Let’s load the data:
Before fitting the model, let’s remember our assumed DAG.
Thus, Age and Happiness are independent. However, if we condition on Marriage, we open a collider which will make our statistical model to identify and information flow between age and happiness.
WAIC SE dWAIC dSE pWAIC weight
m6.9 2713.797 37.55914 0.0000 NA 3.647937 1.0000e+00
m6.10 3102.072 27.75233 388.2746 35.46971 2.423316 4.8667e-85
Considering our DAG, the model that correctly identifies the causal relationship between happiness and age is m6.10. Whereas m6.9 opens a collider and thus its coefficient estimates are confounded.
Nevertheless, by examing the difference in WAIC (the smaller the better), we estimate that the model that will predict happiness better out of sample is m6.9: the confounded model. This only highlights the difference between the different goals of prediction and causal inference. Why? Because the information that flows once we open the collider, although causally incorrectly attributed to age, is valuable information that can be used to predict happiness.
Reconsider the urban fox analysis from last week’s homework.

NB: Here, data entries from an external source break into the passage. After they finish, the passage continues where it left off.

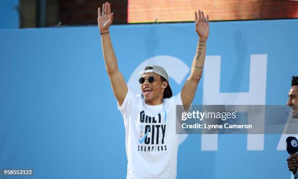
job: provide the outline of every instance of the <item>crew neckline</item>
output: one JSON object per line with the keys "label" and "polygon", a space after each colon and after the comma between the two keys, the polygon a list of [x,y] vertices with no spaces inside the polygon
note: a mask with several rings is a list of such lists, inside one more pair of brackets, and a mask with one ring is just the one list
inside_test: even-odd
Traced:
{"label": "crew neckline", "polygon": [[160,104],[158,104],[158,105],[149,105],[149,104],[146,104],[146,102],[145,101],[145,99],[144,100],[144,106],[146,108],[159,109],[159,108],[163,108],[164,104],[165,104],[165,101],[163,101],[162,103]]}

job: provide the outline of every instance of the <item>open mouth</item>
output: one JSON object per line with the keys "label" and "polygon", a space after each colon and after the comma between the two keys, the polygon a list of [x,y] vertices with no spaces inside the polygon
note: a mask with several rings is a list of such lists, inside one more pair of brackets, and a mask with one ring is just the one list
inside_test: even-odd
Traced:
{"label": "open mouth", "polygon": [[293,113],[296,113],[296,107],[295,106],[292,107],[292,112]]}
{"label": "open mouth", "polygon": [[148,95],[151,93],[152,92],[152,88],[149,87],[145,87],[144,89],[144,94],[145,95]]}

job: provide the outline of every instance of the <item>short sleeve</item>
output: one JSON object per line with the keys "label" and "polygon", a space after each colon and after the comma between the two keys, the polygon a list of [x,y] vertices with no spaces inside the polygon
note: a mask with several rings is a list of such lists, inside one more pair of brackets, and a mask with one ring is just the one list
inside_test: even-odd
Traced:
{"label": "short sleeve", "polygon": [[[175,99],[176,105],[183,105],[183,103],[182,102],[182,99],[181,99],[181,92],[180,92],[177,96],[175,96],[174,98],[175,98]],[[185,112],[188,112],[191,110],[192,104],[190,104],[190,105],[188,107],[188,108],[187,110],[183,109],[183,110]],[[181,106],[182,107],[182,106]]]}
{"label": "short sleeve", "polygon": [[120,111],[122,115],[125,115],[129,111],[130,108],[133,100],[133,94],[129,89],[127,91],[127,93],[123,101],[122,105],[120,106],[120,104],[117,101],[117,106],[118,109]]}

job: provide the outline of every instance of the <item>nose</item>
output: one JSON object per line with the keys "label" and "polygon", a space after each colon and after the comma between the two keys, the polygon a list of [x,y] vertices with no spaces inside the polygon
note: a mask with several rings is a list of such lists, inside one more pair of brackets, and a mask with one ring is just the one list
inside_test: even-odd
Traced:
{"label": "nose", "polygon": [[144,84],[149,84],[149,82],[148,81],[148,79],[145,79],[145,81],[144,82]]}
{"label": "nose", "polygon": [[288,99],[288,102],[287,102],[287,105],[289,106],[292,104],[293,104],[293,103],[292,102],[292,100],[290,98],[289,98],[289,99]]}

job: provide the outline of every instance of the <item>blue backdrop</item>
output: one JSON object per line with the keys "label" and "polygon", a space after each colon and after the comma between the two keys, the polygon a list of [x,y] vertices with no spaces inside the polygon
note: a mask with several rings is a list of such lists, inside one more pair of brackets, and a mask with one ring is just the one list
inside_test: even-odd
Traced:
{"label": "blue backdrop", "polygon": [[[219,85],[219,95],[250,93],[257,87],[251,85],[254,73],[264,90],[256,104],[285,104],[291,77],[298,75],[298,20],[210,26],[207,64],[193,103],[217,103],[203,93],[204,86],[212,88],[213,83]],[[177,94],[195,52],[194,29],[192,23],[111,27],[118,66],[130,87],[138,92],[133,72],[140,64],[160,63],[164,56],[176,60],[166,67],[175,69],[169,70]],[[0,169],[32,168],[36,179],[125,178],[124,123],[97,26],[0,30]],[[220,63],[213,67],[213,61]],[[256,65],[260,61],[261,66]],[[187,66],[179,70],[181,62]],[[252,71],[254,66],[261,68]],[[220,75],[218,81],[207,82],[210,73]],[[223,100],[218,104],[231,103]],[[183,136],[177,178],[290,179],[288,155],[278,147],[284,143],[281,135],[265,135],[262,143],[253,146],[247,136],[219,135],[211,148],[202,135]]]}
{"label": "blue backdrop", "polygon": [[19,5],[19,0],[0,0],[0,29],[19,27],[20,18]]}

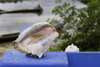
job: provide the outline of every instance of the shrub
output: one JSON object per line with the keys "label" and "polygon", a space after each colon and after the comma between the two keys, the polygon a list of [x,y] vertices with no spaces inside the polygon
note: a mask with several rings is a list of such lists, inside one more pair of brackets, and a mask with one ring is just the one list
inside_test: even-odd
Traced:
{"label": "shrub", "polygon": [[70,44],[75,44],[80,51],[100,50],[100,2],[91,0],[87,7],[77,9],[65,2],[56,6],[52,13],[60,19],[48,20],[57,25],[59,38],[63,40],[58,46],[61,50]]}

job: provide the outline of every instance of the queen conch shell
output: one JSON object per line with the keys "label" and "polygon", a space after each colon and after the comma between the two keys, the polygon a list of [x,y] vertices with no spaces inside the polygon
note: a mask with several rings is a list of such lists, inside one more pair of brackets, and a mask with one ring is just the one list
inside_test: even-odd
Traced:
{"label": "queen conch shell", "polygon": [[31,53],[41,58],[58,35],[56,29],[48,22],[36,23],[22,32],[14,41],[14,47],[20,52]]}

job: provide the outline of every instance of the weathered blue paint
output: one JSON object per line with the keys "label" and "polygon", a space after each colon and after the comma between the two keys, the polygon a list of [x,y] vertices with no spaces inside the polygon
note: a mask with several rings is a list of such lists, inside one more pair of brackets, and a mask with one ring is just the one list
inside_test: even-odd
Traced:
{"label": "weathered blue paint", "polygon": [[11,50],[6,51],[0,60],[0,67],[68,67],[64,52],[47,52],[45,57],[34,58]]}
{"label": "weathered blue paint", "polygon": [[[20,34],[30,26],[25,25]],[[4,53],[0,67],[100,67],[100,52],[47,52],[39,59],[12,50]]]}
{"label": "weathered blue paint", "polygon": [[66,52],[69,67],[100,67],[100,52]]}

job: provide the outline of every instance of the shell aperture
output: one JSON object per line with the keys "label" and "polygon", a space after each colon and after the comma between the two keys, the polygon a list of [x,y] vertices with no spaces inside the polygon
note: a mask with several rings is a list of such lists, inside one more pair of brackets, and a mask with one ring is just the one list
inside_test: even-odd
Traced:
{"label": "shell aperture", "polygon": [[36,23],[19,35],[14,41],[14,47],[20,52],[31,53],[41,58],[58,35],[56,29],[48,22]]}

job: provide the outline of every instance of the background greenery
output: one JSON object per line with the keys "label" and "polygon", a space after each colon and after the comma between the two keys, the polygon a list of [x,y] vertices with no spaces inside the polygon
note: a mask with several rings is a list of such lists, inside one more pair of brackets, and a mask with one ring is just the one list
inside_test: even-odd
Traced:
{"label": "background greenery", "polygon": [[[56,0],[58,3],[59,1]],[[80,51],[100,50],[100,1],[88,0],[87,7],[77,9],[65,2],[56,6],[52,13],[59,19],[48,19],[59,32],[62,42],[51,51],[64,51],[72,43]]]}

Use WAIC or LOO based model comparison on five different models, each using weight as the outcome, and containing these sets of predictor variables:
- avgfood + groupsize + area
- avgfood + groupsize
- groupsize + area
- avgfood
- area
Let’s draw the data and remember our DAG:
- avgfood + groupsize + area
Given our DAG, using area and avgfood simultaneously blocks the pipe that goes from area to weight. However, it correctly estimates the effect of groupsize on weight.
- avgfood + groupsize
Given this model, we will estimate the effect of groupsize on weight correctly.
- groupsize + area
Given our DAG, controlling by groupsize and including avgfood should be equivalent as including avgfood.
- avgfood
Given our DAG, this model estimates correctly the total effect of avgfood on weight.
- area
This model correctly estimates the total effect of area on weight.

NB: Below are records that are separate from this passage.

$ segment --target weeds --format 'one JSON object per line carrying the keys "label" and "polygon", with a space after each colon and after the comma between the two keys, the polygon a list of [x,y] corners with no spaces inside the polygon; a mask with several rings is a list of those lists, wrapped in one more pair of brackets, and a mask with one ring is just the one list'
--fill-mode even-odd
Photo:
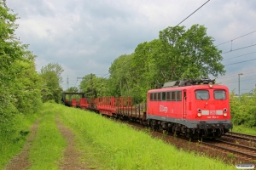
{"label": "weeds", "polygon": [[234,154],[232,154],[232,153],[229,153],[229,154],[228,154],[228,157],[229,157],[229,158],[231,158],[231,159],[234,159],[234,158],[235,158],[235,156],[234,156]]}

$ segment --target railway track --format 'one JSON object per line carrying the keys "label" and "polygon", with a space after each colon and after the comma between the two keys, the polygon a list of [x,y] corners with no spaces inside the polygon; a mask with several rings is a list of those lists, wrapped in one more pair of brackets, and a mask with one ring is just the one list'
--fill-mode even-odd
{"label": "railway track", "polygon": [[228,137],[228,138],[239,139],[242,139],[242,140],[256,142],[256,136],[249,135],[249,134],[229,132],[226,134],[224,134],[224,136]]}
{"label": "railway track", "polygon": [[202,144],[221,150],[227,153],[233,153],[240,156],[246,156],[249,160],[256,160],[256,148],[222,140],[202,142]]}
{"label": "railway track", "polygon": [[[135,122],[128,122],[128,124],[137,127],[140,129],[143,128],[143,126],[138,125],[137,123]],[[157,131],[154,131],[157,133]],[[159,133],[161,133],[160,132],[158,132]],[[241,134],[242,135],[242,134]],[[173,138],[173,134],[170,133],[167,135],[168,138]],[[245,134],[245,136],[247,136]],[[188,142],[188,139],[185,139],[183,136],[178,136],[180,139],[180,142],[183,142],[186,144]],[[241,137],[242,138],[242,137]],[[194,143],[196,143],[195,140],[193,141]],[[246,146],[244,144],[236,144],[232,142],[227,142],[227,141],[223,141],[221,139],[216,139],[216,140],[210,140],[210,139],[206,139],[203,142],[201,142],[202,144],[202,147],[205,148],[207,147],[207,149],[210,148],[212,150],[218,150],[219,153],[225,154],[226,156],[230,156],[230,158],[232,159],[236,158],[241,160],[242,162],[244,162],[244,160],[247,160],[248,162],[254,162],[256,161],[256,148],[250,147],[250,146]],[[202,150],[205,150],[203,149]],[[243,161],[242,161],[243,160]]]}

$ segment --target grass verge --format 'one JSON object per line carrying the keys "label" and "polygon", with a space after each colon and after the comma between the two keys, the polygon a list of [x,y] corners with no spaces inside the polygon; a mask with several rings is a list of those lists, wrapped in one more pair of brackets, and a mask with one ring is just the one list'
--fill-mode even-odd
{"label": "grass verge", "polygon": [[10,130],[0,132],[0,169],[3,169],[15,155],[20,153],[29,135],[29,128],[40,116],[39,114],[16,115]]}
{"label": "grass verge", "polygon": [[241,133],[246,134],[251,134],[256,136],[256,128],[247,128],[243,125],[234,126],[232,132],[234,133]]}
{"label": "grass verge", "polygon": [[56,110],[52,105],[44,104],[44,116],[30,150],[30,169],[58,169],[67,145],[55,124]]}
{"label": "grass verge", "polygon": [[204,156],[152,139],[145,132],[100,115],[54,104],[60,119],[76,134],[84,162],[97,169],[234,169]]}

Now, it’s time to compare the out-of-sample prediction accuracy of the different models:
WAIC SE dWAIC dSE pWAIC weight
model_1 322.8945 16.27362 0.00000 NA 4.655545 0.457482115
model_2 323.8989 16.08777 1.00444 3.570389 3.730356 0.276861647
model_3 324.0148 15.85169 1.12030 2.962192 3.790548 0.261278688
model_4 333.4444 13.78855 10.54991 7.181399 2.426279 0.002341478
model_5 333.7239 13.79447 10.82943 7.230715 2.650636 0.002036072
Given our DAG, if we include groupsize, the information flowing from either area or avgfood should be the same in the 3 models. Thus, it makes sense that we get equivalent predictions with either way.
Finally, given that the total effect of avgfood and area are the same, the information flows from either of those in the models 4 and 5 should also be the same. Thus, we get equivalent predictions for both models.